When I say winter carrots I’m not referring
to the varieties of carrots specially hardy to cold weather raising such as Danvers or Red Chanteney. I’m
referring to carrots that were left in the ground through the winter, and
picked in the spring, large and sweet. In many climates the ground will not freeze
very far down at all even through the cold winter. Carrots which are pretty
hardy, and usually growing deep in the soil can be mulched over in the late
fall when frosts come. Cover them with wood shavings, or hay, or even leaves. In
the early spring like this time of year you can dig through the mulch and find
fresh carrots to harvest still growing in the ground.

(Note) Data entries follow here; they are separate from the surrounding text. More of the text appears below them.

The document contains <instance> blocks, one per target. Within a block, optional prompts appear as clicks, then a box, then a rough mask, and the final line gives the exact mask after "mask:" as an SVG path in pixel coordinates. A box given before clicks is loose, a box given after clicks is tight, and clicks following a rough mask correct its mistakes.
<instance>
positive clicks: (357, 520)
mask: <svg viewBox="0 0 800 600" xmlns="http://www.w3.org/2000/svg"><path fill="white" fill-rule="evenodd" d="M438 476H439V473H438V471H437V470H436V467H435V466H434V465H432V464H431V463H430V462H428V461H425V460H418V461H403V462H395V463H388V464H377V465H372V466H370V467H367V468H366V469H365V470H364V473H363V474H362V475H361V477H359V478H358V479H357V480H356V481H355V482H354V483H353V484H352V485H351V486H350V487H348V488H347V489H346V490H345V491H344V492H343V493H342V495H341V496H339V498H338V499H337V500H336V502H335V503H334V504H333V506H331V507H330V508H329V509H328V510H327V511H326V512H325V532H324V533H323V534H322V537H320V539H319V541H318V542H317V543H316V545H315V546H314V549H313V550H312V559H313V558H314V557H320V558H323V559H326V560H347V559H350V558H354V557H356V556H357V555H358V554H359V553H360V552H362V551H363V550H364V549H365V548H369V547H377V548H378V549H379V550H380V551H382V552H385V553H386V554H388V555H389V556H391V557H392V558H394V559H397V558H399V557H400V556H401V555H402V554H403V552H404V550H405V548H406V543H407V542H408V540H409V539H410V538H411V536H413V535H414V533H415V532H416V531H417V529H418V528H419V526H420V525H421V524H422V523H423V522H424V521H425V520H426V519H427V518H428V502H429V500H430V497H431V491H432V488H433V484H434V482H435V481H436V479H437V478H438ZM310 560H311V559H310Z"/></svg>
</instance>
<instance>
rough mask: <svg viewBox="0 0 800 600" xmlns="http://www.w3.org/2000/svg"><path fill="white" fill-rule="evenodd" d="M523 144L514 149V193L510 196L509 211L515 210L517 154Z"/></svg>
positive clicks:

These carrots have had
time to grow bigger but in the cold they have not grown tough and dry but
sweeter with higher sugar content.
I
was one of the few customers in the market excited to find them there. A few
folks walking buy wondered what they were, and one gal just said gross... pity
they knew not what they were missing. I selected five well shaped ones about
the size of sweet potatoes. I photographed
them with my glasses and phone so you could see how big they were. So tonight I
slow roasted them whole just as my mother used to do, then you make a nice
glaze to drizzle on them. to do the same you will need:
§
Five to seven large
winter carrots
§
3 tbsp butter barely melted
§
3 tbsp olive oil
§
fresh cracked pepper
§
1 tsp nutmeg
§
1 tsp salt
§
1 tsp garlic powder
§
1 tsp onion powder
§
1 tsp sage
Skin the carrots and cut off the ends. Combine all the other ingredients
and coat the carrots well rolling them back and forth on a cookie sheet. Heat your
oven to 400° F. place a shelf in the upper third of oven. Set your carrots on
the shelf to roast and set timer for 20 minutes. Every 20 minutes turn them
over first half way the just a quarter turn until they have gone four cycles of
20 or a total of 80 minutes.
While they roast make the glaze.
§
1 cup of water
§
1 chicken bouillon cube
§
1 & ½ cups white sugar
§
½ cup of brown sugar
§
½ tsp salt and some pepper to taste
§
1 tsp chili powder
§
1 tsp nutmeg
§
1 stick butter or margarine cut into pieces
§
3 tbsp corn starch, with just enough water to mix into a slurry
(a liquid about the consistency of whole milk)
Dissolve
your cube in the water and heat in a sauce pan. Add the sugars and spices and
simmer until it melts. Bring all to a boil and make a simple syrup, then reduce the heat
again to low. Melt the butter into the syrup. When the butter is melted add the
corn starch slurry bringing the syrup glaze to a boil and it should just
thicken lightly. Set glaze aside keeping it warm.
When the carrots are roasted, take them out and cool just slightly. * At
this point if you have something else to cook at a lower temp, keep your whole
roasted carrots warm and don’t slice them yet. I warmed up my Le Creuset
casserole and placed them in the hot casserole with a towel over them out of
the way in the laundry room. They stayed good and hot enough for the next hour
while I had to cook a casserole at a lower heat.
When ready to serve. Be sure the glaze is
hot. Slice them on the diagonal layering them in a shallow baking/serving dish.
Drizzle the glaze over them plentifully. Serve with remaining glaze in a gravy
boat for folks to add more if they wish. Enjoy. I certainly did.